In the previous posts about the SCTP protocol, I promised a separate article about multi-homing. I think we have covered most of the basic topics and now it is time to review this killer feature. The behaviour of a multi-homed SCTP node is scattered around RFC 4960 and in this post I will present the most important aspects.
I think Section 6.4 has the best definition for multi-homing:
An SCTP endpoint is considered multi-homed if there are more than one transport address that can be used as a destination address to reach that endpoint.
What does this mean in practice? For example on fig. 1, host A and host B has got two routes between each other. With multi-homing you can add both paths to the association and in case of failure all the traffic will be transparently redirected to the other path.
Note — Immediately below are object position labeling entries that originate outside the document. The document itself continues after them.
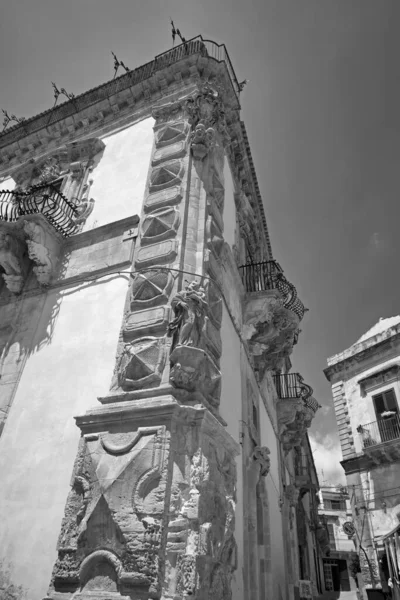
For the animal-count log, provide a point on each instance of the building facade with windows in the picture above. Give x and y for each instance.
(366, 394)
(149, 418)
(335, 511)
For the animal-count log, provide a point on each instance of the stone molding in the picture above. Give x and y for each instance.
(98, 118)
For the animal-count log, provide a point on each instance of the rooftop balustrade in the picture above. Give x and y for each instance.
(268, 275)
(42, 199)
(197, 45)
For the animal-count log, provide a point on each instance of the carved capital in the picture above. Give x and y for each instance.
(202, 140)
(206, 107)
(261, 456)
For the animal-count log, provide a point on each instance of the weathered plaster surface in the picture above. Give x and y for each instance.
(231, 412)
(119, 179)
(229, 208)
(69, 368)
(274, 544)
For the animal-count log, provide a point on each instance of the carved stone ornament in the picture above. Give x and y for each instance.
(192, 367)
(151, 288)
(141, 363)
(167, 175)
(207, 108)
(294, 418)
(84, 205)
(292, 495)
(137, 525)
(270, 330)
(190, 308)
(12, 260)
(193, 370)
(65, 160)
(171, 133)
(44, 246)
(160, 225)
(261, 456)
(202, 141)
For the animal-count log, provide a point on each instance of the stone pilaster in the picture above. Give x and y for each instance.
(151, 508)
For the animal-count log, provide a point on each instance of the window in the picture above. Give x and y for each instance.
(385, 401)
(331, 531)
(328, 576)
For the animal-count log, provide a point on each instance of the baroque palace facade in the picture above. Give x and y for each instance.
(139, 296)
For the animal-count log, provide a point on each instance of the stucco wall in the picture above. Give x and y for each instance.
(231, 411)
(40, 439)
(229, 206)
(277, 571)
(119, 178)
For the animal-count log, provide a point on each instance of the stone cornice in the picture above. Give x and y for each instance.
(361, 352)
(128, 99)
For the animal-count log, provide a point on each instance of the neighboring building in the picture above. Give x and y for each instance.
(139, 294)
(335, 510)
(366, 391)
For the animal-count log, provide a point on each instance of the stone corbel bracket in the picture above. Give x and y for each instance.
(294, 418)
(13, 256)
(269, 329)
(261, 457)
(44, 245)
(292, 495)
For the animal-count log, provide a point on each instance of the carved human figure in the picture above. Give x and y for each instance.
(9, 251)
(190, 307)
(261, 456)
(202, 140)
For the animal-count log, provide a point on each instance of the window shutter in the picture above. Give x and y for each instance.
(379, 404)
(390, 400)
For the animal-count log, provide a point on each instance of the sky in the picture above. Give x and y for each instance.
(322, 112)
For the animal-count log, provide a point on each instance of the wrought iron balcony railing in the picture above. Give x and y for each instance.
(291, 385)
(42, 199)
(268, 275)
(379, 432)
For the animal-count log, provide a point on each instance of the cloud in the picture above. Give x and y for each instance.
(327, 456)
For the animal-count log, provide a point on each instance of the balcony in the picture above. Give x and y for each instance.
(296, 408)
(268, 275)
(272, 314)
(303, 479)
(381, 439)
(33, 224)
(44, 199)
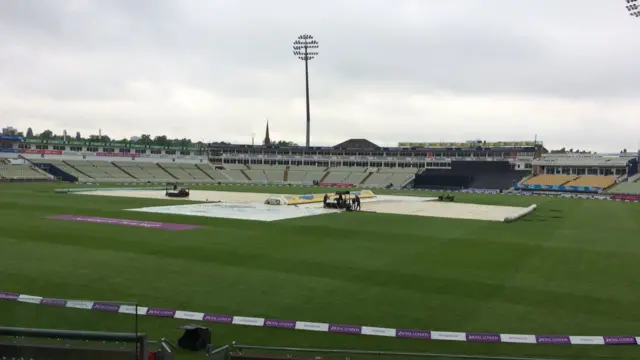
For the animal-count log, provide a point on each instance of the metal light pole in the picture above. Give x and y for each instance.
(633, 6)
(305, 48)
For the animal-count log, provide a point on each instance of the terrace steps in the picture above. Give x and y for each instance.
(325, 176)
(245, 174)
(167, 171)
(366, 178)
(76, 169)
(206, 173)
(123, 170)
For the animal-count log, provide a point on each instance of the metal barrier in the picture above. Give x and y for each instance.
(249, 352)
(21, 343)
(221, 353)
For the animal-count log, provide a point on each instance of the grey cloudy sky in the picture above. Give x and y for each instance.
(389, 71)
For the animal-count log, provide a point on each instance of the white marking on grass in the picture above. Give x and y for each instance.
(259, 212)
(449, 210)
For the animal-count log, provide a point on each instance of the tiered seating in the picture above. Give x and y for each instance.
(595, 181)
(306, 173)
(347, 169)
(337, 177)
(234, 174)
(258, 175)
(269, 172)
(64, 167)
(550, 179)
(212, 173)
(177, 171)
(379, 179)
(86, 167)
(111, 170)
(296, 176)
(626, 188)
(356, 178)
(195, 172)
(145, 171)
(399, 176)
(20, 172)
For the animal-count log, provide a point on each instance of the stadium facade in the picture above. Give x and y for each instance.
(505, 165)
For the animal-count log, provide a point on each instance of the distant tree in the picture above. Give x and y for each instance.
(46, 135)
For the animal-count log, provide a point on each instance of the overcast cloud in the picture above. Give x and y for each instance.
(389, 71)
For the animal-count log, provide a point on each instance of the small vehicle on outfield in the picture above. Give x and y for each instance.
(447, 197)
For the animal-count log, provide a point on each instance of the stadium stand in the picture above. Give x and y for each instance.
(546, 179)
(102, 171)
(299, 174)
(593, 180)
(20, 172)
(631, 188)
(145, 171)
(498, 175)
(62, 166)
(235, 174)
(211, 172)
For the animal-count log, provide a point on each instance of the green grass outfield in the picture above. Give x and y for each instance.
(571, 268)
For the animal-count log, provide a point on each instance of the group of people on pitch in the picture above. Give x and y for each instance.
(342, 203)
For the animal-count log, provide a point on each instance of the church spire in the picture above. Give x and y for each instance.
(267, 140)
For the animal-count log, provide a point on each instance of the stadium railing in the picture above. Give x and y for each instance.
(249, 352)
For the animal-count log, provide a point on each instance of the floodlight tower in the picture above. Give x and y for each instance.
(633, 6)
(305, 48)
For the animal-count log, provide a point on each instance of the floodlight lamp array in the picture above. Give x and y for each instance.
(305, 47)
(633, 6)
figure 1: Multi-homing example
During association initialisation each endpoint may announce list of additional IP address that can be used for communication. Remember that the port number is the same for all addresses in this list. One association can't use more than one port number. One of the paths, between the endpoints, is considered PRIMARY. The others are used either when the primary goes down or when the upper layer implicitly requires the message to be sent to another IP address. In the following sections we will review each phase from the association life and describe what happens when multi-homing is used.
Obtaining peer's IP addresses
If you need a refresher about SCTP association initialisation check this post. Section 5.1.2 explains how a SCTP endpoint can obtain the list with the IP addresses of its peer. There are three possibilities depending on the parameters included in the INIT/INIT ACK chunk:
No Host Name Address, IPv4 Address or IPv6 Address parameters present
There is no multi-homing in this scenario. The SCTP stack saves only the source IP address and port of the sender of the INIT/INIT ACK chunk.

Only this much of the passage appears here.